Again, speaking as a monolingually-raised Brit, the idea of London or any other British city functioning in a language other than English is hard to imagine. Equally hard to imagine is London as the centre of a world-famous French or German film industry. I therefore forgive my 18-year old self, arriving in Mumbai for the first time in 2003, for assuming that Bollywood produced Marathi films. Actually, the most accurate label for the language of Bollywood films is a matter of ongoing debate. Hindi? Hindustani? Some even suggest Urdu, and arguably the fact that Bollywood gets dragged into cross-border politics with Pakistan is an indirect consequence of the linguistic (if not cultural) unity of Hindi and Urdu.

Anarkali

Poster for Anarkali with Hindi, English and Urdu text (credit: media.vam.ac.uk)

Meanwhile, the more explicitly linguistic brand of identity politics that Mumbai continues to experience has faint parallels in London. Ethnolinguistic identity is increasingly coming under the spotlight in the wake of the “Brexit” vote to leave the European Union. Successive British governments have demonised those immigrants not yet able to speak English, while in 2016 PM Theresa May damned cosmopolitanism everywhere by proclaiming that “If you believe you are a citizen of the world you are a citizen of nowhere.”

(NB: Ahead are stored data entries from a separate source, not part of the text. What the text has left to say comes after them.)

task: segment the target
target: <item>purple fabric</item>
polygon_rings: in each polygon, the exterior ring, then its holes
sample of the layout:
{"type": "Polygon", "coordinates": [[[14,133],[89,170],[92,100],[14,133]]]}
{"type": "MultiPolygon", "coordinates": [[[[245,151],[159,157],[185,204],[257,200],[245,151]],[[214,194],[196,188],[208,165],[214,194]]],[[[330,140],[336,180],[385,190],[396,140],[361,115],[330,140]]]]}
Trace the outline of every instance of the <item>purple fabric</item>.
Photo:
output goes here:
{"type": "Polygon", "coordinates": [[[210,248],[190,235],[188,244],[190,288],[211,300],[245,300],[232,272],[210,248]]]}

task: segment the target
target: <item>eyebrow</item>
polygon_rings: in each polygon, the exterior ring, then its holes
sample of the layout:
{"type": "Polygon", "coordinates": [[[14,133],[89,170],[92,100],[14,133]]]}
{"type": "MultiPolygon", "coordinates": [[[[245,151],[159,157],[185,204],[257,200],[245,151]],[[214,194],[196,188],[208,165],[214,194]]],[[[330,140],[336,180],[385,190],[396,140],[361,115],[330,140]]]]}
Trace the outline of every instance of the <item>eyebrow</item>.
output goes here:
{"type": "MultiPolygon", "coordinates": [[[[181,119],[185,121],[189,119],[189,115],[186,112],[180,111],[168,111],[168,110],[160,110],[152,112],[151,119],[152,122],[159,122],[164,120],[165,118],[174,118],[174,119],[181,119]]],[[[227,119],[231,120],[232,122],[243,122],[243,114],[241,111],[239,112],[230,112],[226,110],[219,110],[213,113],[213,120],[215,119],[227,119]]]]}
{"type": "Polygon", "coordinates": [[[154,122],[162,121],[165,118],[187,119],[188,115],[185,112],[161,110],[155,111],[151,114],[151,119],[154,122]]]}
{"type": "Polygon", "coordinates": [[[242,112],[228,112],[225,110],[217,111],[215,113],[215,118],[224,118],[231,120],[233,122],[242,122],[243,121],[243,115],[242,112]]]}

So far, neither city seems to be losing linguistic richness as a result. London retains the edge in terms of number and diversity of languages spoken, although in practical terms it is dominated by English. In Mumbai linguistic capital is more evenly distributed. English may be essential for getting ahead, but Marathi remains the most widely spoken mother tongue, and its importance in greasing the wheels of diplomacy is perhaps growing. And regarding Hindi, I’ll let Sangeeta have the (almost) last word: “in times of crisis and riots, Bollywood binds Mumbai together. Everybody speaks Hindi. Everybody understands Hindi songs.” Not, I suspect, entirely accurate, but nevertheless profoundly sincere.